Step 4: 「リアルタイム顔認証」スクリプトの作成を依頼する
いよいよメインのプログラムです。カメラを起動し、学習したデータと照合するスクリプトを依頼します。
【Geminiへの指示プロンプト ④】
次に、リアルタイムでカメラ映像をキャプチャするPythonスクリプトを作成してください。
以下の要件を満たすようにしてください。
- 先ほど作成した
encodings.pickle
ファイルを読み込む。- カメラ映像から顔を検出し、その顔の特徴量を抽出する。
- 抽出した特徴量が、pickleファイル内の既知の特徴量と一致するかどうかを比較する。
- 一致した場合はその人物の名前を、一致しなかった場合は「Unknown」と、顔の周りの四角形の上に表示する。
- Raspberry Piのパフォーマンスを考慮し、処理する映像の解像度は320×240に落としてください。
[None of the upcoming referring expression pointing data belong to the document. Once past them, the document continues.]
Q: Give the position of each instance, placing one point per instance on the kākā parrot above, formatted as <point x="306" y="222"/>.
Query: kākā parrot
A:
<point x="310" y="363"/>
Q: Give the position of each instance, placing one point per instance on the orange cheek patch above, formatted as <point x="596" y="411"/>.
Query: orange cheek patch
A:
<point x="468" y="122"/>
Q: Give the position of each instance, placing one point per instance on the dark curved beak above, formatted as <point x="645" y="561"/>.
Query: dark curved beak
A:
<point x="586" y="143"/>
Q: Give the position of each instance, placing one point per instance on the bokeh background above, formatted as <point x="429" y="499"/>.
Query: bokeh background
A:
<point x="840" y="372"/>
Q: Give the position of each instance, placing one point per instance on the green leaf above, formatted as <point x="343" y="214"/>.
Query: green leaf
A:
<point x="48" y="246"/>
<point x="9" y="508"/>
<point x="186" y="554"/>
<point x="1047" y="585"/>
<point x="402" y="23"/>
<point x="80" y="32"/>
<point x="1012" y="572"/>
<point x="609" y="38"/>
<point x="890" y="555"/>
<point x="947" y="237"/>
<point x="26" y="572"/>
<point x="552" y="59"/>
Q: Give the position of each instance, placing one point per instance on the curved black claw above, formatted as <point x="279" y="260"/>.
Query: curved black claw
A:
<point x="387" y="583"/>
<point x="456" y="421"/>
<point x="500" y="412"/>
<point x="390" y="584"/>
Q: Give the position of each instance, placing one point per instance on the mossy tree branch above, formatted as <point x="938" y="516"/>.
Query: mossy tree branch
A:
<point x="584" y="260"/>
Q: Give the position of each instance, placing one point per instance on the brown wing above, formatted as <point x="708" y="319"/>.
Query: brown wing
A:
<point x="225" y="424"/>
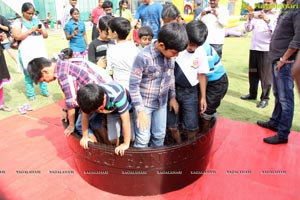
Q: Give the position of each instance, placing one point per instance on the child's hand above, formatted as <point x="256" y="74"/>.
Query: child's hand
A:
<point x="70" y="129"/>
<point x="202" y="105"/>
<point x="143" y="120"/>
<point x="84" y="142"/>
<point x="102" y="62"/>
<point x="120" y="150"/>
<point x="173" y="105"/>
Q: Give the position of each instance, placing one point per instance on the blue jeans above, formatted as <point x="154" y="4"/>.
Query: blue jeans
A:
<point x="95" y="120"/>
<point x="156" y="130"/>
<point x="283" y="89"/>
<point x="114" y="125"/>
<point x="187" y="99"/>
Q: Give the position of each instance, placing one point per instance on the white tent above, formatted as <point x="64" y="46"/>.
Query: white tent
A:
<point x="16" y="5"/>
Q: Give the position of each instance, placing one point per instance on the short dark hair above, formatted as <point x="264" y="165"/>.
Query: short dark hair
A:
<point x="26" y="6"/>
<point x="107" y="4"/>
<point x="66" y="53"/>
<point x="90" y="97"/>
<point x="103" y="22"/>
<point x="174" y="36"/>
<point x="121" y="26"/>
<point x="72" y="10"/>
<point x="35" y="68"/>
<point x="145" y="31"/>
<point x="170" y="11"/>
<point x="197" y="32"/>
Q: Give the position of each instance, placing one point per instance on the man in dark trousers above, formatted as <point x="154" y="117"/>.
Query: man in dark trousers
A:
<point x="285" y="43"/>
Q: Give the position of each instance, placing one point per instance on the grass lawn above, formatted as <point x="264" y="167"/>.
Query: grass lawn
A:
<point x="235" y="59"/>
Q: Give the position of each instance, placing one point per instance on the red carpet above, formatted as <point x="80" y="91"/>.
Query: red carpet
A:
<point x="36" y="163"/>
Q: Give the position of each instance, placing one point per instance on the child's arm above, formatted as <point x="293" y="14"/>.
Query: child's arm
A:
<point x="84" y="141"/>
<point x="125" y="118"/>
<point x="71" y="119"/>
<point x="92" y="53"/>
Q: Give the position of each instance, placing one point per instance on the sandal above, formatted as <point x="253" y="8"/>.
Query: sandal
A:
<point x="5" y="108"/>
<point x="22" y="110"/>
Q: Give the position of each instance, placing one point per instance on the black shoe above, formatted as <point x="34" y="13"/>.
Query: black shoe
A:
<point x="248" y="97"/>
<point x="262" y="104"/>
<point x="266" y="125"/>
<point x="275" y="140"/>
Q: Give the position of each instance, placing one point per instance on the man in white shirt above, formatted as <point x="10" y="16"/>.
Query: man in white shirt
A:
<point x="215" y="17"/>
<point x="262" y="24"/>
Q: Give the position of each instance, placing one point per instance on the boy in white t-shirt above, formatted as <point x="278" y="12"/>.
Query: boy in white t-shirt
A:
<point x="120" y="58"/>
<point x="190" y="69"/>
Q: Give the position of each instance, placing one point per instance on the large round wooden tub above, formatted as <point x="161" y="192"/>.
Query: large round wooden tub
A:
<point x="146" y="171"/>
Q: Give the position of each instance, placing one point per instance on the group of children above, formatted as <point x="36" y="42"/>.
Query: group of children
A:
<point x="138" y="93"/>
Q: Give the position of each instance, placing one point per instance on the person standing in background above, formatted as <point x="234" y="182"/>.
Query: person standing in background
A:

この詳細な指示により、Geminiは顔認証のメインロジックであるrecognize_faces.py
を生成します。あなたはこのコードを保存し、実行して、自分の顔が正しく認識されるかテストします。
AIとペアプロした感想とまとめ
いかがでしたでしょうか。
このように、「何をしたいか」を明確な言葉で指示することで、AIは非常に優秀なプログラマーとして機能してくれます。
- 圧倒的な時間効率: 細かい文法やライブラリの関数名を覚えている必要がなく、開発のスピードが劇的に向上します。
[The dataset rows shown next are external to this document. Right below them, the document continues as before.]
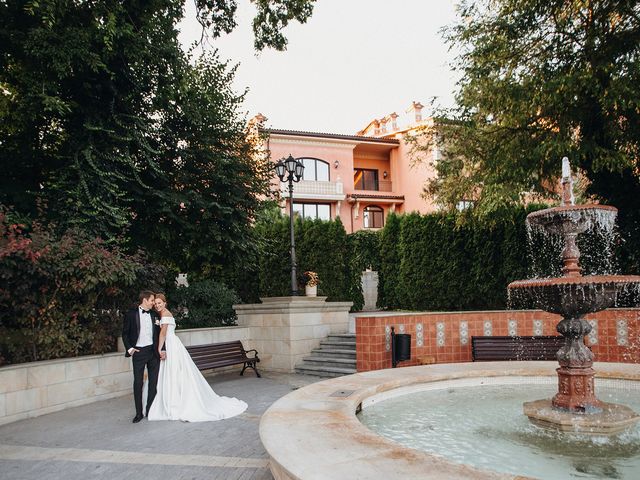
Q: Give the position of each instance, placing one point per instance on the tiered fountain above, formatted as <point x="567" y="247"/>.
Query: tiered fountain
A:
<point x="575" y="406"/>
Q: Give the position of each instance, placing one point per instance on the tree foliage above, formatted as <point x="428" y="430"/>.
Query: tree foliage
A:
<point x="50" y="285"/>
<point x="541" y="80"/>
<point x="122" y="134"/>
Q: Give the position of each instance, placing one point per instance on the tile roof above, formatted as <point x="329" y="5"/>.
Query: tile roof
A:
<point x="373" y="195"/>
<point x="357" y="138"/>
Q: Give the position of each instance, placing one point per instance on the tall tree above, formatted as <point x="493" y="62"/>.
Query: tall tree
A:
<point x="106" y="122"/>
<point x="541" y="80"/>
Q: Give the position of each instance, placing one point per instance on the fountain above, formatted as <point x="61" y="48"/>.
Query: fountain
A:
<point x="575" y="406"/>
<point x="464" y="420"/>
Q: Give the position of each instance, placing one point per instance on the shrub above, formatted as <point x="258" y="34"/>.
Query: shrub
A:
<point x="51" y="284"/>
<point x="204" y="303"/>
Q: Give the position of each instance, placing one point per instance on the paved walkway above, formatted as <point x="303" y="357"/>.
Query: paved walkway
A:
<point x="99" y="440"/>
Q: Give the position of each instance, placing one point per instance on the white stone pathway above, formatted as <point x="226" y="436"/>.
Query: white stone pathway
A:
<point x="21" y="452"/>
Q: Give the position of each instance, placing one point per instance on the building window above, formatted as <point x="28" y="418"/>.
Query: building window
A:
<point x="365" y="179"/>
<point x="320" y="211"/>
<point x="373" y="217"/>
<point x="315" y="170"/>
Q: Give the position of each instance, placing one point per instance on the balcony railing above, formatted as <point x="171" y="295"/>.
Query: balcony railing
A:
<point x="311" y="189"/>
<point x="383" y="186"/>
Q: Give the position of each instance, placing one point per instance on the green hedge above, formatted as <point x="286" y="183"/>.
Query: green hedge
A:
<point x="447" y="262"/>
<point x="321" y="246"/>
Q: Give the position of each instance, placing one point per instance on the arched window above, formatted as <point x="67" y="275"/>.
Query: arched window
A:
<point x="315" y="170"/>
<point x="373" y="217"/>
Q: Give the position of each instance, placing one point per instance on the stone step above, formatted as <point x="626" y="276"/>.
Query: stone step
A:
<point x="342" y="336"/>
<point x="333" y="353"/>
<point x="329" y="362"/>
<point x="338" y="344"/>
<point x="324" y="371"/>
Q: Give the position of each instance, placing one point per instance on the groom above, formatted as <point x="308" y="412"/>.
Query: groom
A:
<point x="140" y="333"/>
- 思考の整理: AIに指示を出すプロセスで、自分自身の頭の中にある要件が整理されていきます。
- 創造性への集中: 面倒な定型コードの作成をAIに任せることで、人間は「このシステムで何を実現したいか」という、より創造的な部分に集中できます。
この記事が、AIを単なる「検索ツールの進化版」ではなく、あなたの開発を加速させる「頼れる相棒」として活用する「ヒント」になれば幸いです。